Oil prices declined on Tuesday, reversing gains from the previous session, as expectations grew that talks between the United States and Iran could ease tensions and restore supply flows from the Middle East.
Brent crude fell by $1.04, or 1.1%, to $94.44 a barrel, while US West Texas Intermediate (WTI) dropped $1.66, or 1.9%, to $87.95. The more actively traded June WTI contract also declined, reflecting a broader cooling in market sentiment after a sharp rally a day earlier.
On Monday, both benchmarks surged following renewed disruption in the Strait of Hormuz, a key route for global oil shipments. The waterway was closed again after Iran reversed an earlier decision to reopen it, while the United States intensified pressure by seizing an Iranian cargo vessel as part of its ongoing blockade.
Despite those developments, investors are now focusing on diplomatic efforts expected later this week. Analysts say there is cautious optimism that negotiations could extend the current ceasefire or lead to a broader agreement, allowing oil shipments to resume more freely.
Analysts at ING noted that while markets reacted strongly to the latest disruption, current pricing suggests traders expect a diplomatic resolution. They warned, however, that the market may be underestimating the scale of the supply shock if disruptions continue.
A senior Iranian official indicated that Tehran is considering participation in talks expected to take place in Islamabad, following mediation efforts by Pakistan. The discussions aim to address the US naval blockade and stabilise the region. However, Iranian officials have stressed that no final decision has been made.
Abbas Araghchi said continued violations of the ceasefire by the United States remain a major obstacle to negotiations. Meanwhile, parliament speaker Mohammad Bagher Ghalibaf reiterated that Iran would not enter talks under pressure.
Shipping through the Strait of Hormuz, which handles about one-fifth of global oil supply, remains limited. Analysts warn that prolonged disruption could have serious consequences for global markets. Estimates from Citi suggest that if the situation continues for another month, supply losses could reach 1.3 billion barrels, potentially pushing prices toward $110 per barrel in the second quarter of 2026.
Elsewhere, Kuwait has reportedly declared force majeure on some oil shipments due to the blockade, adding to concerns about supply stability.

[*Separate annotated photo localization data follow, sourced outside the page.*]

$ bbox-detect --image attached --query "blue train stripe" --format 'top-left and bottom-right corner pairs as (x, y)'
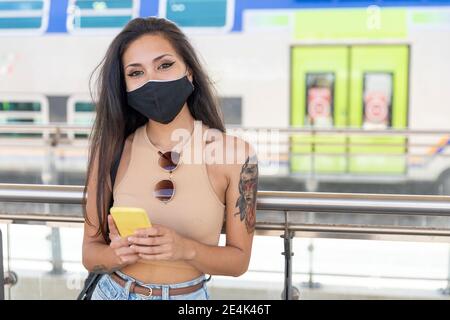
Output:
(140, 0), (159, 18)
(46, 0), (68, 33)
(44, 0), (450, 33)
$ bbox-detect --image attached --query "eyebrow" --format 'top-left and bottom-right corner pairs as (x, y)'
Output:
(125, 54), (173, 69)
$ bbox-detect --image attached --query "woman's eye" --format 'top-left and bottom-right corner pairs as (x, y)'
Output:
(158, 61), (175, 70)
(127, 70), (143, 77)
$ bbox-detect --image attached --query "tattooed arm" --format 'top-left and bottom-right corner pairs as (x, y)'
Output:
(184, 138), (258, 276)
(83, 216), (138, 275)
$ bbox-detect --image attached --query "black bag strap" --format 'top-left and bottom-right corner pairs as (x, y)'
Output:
(77, 272), (100, 300)
(108, 140), (125, 210)
(77, 140), (126, 300)
(106, 140), (125, 235)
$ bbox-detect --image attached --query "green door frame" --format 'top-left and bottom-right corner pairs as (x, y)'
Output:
(348, 45), (410, 175)
(290, 44), (410, 175)
(290, 45), (349, 174)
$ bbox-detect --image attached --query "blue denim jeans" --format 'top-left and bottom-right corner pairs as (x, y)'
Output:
(91, 270), (210, 300)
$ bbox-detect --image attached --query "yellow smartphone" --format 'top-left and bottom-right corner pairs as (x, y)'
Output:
(110, 207), (152, 237)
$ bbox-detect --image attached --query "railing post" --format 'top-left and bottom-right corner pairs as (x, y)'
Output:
(307, 239), (314, 287)
(281, 211), (299, 300)
(0, 228), (4, 300)
(439, 244), (450, 295)
(445, 245), (450, 294)
(44, 135), (65, 275)
(48, 228), (64, 275)
(303, 239), (321, 289)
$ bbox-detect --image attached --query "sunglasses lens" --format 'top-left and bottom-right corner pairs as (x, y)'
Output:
(158, 151), (180, 171)
(154, 179), (174, 202)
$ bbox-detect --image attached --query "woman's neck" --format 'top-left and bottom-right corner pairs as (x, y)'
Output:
(145, 103), (195, 151)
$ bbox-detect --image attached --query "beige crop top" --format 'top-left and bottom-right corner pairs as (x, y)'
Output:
(112, 120), (226, 269)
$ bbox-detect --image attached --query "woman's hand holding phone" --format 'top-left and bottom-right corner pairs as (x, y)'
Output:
(108, 215), (140, 267)
(128, 225), (196, 262)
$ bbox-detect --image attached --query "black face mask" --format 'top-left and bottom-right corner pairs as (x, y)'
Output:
(126, 73), (194, 124)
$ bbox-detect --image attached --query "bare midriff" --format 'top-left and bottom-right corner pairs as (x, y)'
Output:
(120, 260), (203, 284)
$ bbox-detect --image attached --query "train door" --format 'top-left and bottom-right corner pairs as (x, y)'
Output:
(348, 45), (409, 174)
(67, 95), (95, 139)
(290, 46), (349, 173)
(0, 95), (49, 138)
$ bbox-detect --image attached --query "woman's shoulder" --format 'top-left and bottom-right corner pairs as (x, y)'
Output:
(203, 126), (257, 166)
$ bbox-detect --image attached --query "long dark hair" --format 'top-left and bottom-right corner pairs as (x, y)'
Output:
(83, 17), (226, 243)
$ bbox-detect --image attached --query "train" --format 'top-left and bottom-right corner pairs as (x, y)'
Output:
(1, 0), (450, 194)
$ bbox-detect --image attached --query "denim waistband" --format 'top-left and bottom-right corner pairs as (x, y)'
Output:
(114, 270), (207, 289)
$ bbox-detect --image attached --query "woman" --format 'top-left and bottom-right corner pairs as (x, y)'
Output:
(81, 17), (259, 300)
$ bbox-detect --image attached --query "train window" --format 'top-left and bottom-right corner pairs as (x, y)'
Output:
(304, 72), (335, 127)
(0, 99), (48, 138)
(362, 72), (393, 129)
(0, 0), (50, 34)
(67, 0), (139, 33)
(159, 0), (234, 33)
(0, 101), (41, 112)
(74, 102), (95, 113)
(67, 97), (95, 139)
(1, 117), (41, 137)
(74, 102), (94, 138)
(219, 97), (242, 125)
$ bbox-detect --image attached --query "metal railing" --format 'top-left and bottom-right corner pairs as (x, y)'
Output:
(1, 123), (450, 135)
(2, 183), (450, 299)
(2, 124), (450, 193)
(2, 124), (450, 186)
(1, 123), (449, 154)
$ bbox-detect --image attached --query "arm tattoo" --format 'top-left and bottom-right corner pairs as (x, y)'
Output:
(92, 264), (121, 275)
(234, 155), (258, 233)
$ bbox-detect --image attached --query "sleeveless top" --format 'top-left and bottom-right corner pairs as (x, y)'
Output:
(112, 120), (226, 270)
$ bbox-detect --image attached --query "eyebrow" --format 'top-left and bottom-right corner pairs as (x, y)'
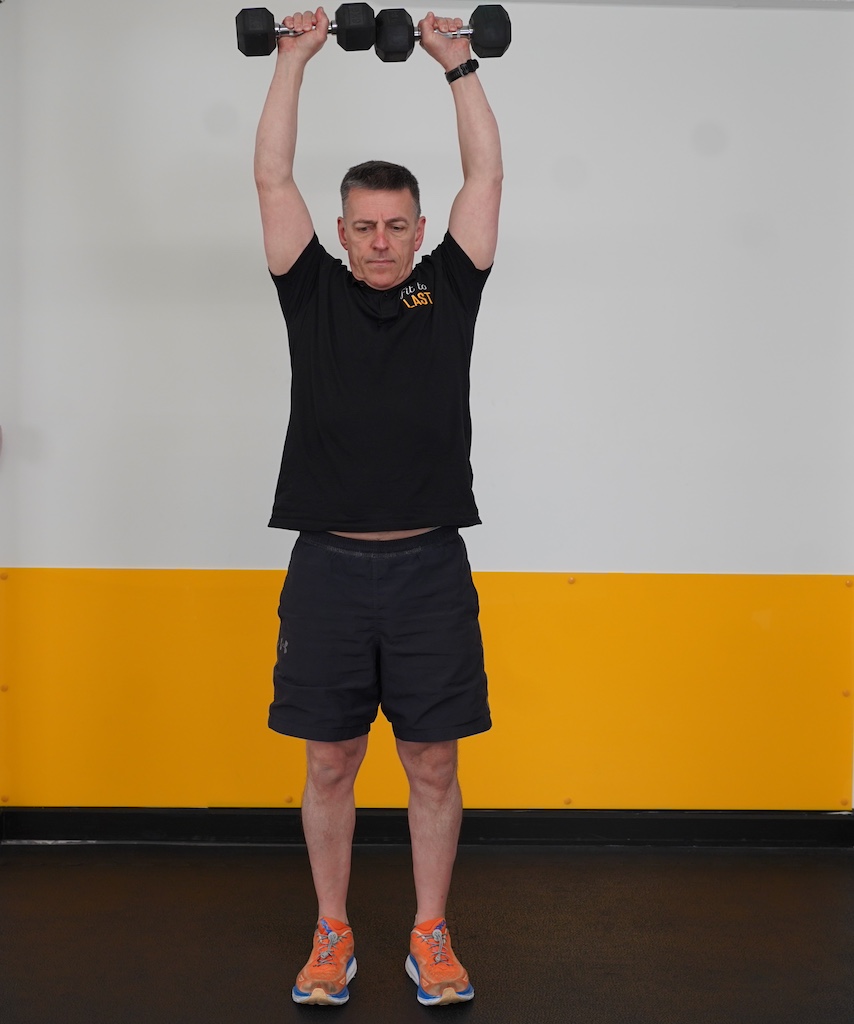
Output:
(352, 217), (409, 227)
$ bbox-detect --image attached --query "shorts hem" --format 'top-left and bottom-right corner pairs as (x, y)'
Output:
(268, 715), (371, 743)
(391, 718), (492, 743)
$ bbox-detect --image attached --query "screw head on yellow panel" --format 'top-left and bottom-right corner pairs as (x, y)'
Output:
(0, 686), (8, 693)
(285, 796), (294, 805)
(841, 799), (850, 807)
(0, 573), (8, 581)
(844, 691), (851, 698)
(563, 798), (573, 805)
(1, 796), (8, 803)
(567, 577), (576, 585)
(846, 580), (853, 588)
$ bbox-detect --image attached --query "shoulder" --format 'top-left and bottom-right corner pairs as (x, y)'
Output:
(270, 234), (336, 282)
(423, 232), (492, 288)
(270, 235), (347, 312)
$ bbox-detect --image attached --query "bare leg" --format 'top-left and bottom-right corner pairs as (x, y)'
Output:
(302, 736), (369, 923)
(396, 739), (462, 924)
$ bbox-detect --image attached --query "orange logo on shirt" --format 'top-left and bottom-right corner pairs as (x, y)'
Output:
(400, 281), (433, 309)
(403, 291), (432, 309)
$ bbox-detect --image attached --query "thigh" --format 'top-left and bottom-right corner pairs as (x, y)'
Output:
(379, 535), (491, 743)
(269, 538), (380, 743)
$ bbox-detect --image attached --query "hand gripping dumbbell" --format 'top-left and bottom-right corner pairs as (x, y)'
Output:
(236, 3), (375, 55)
(374, 5), (510, 63)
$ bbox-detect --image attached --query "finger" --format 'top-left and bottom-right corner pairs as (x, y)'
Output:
(291, 10), (312, 33)
(315, 6), (330, 34)
(437, 16), (459, 34)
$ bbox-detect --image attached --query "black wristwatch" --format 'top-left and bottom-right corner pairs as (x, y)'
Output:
(445, 59), (479, 84)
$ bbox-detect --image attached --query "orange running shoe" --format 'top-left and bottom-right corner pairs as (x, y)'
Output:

Higher prices linked to the disruption have already reduced global oil demand by about 3%, according to analysts at Société Générale. They warned that risks remain tilted toward further losses if normal shipping operations are not restored soon.
While markets are currently guided by hopes of diplomatic progress, uncertainty continues to dominate as traders weigh the possibility of renewed conflict against the prospect of a negotiated settlement.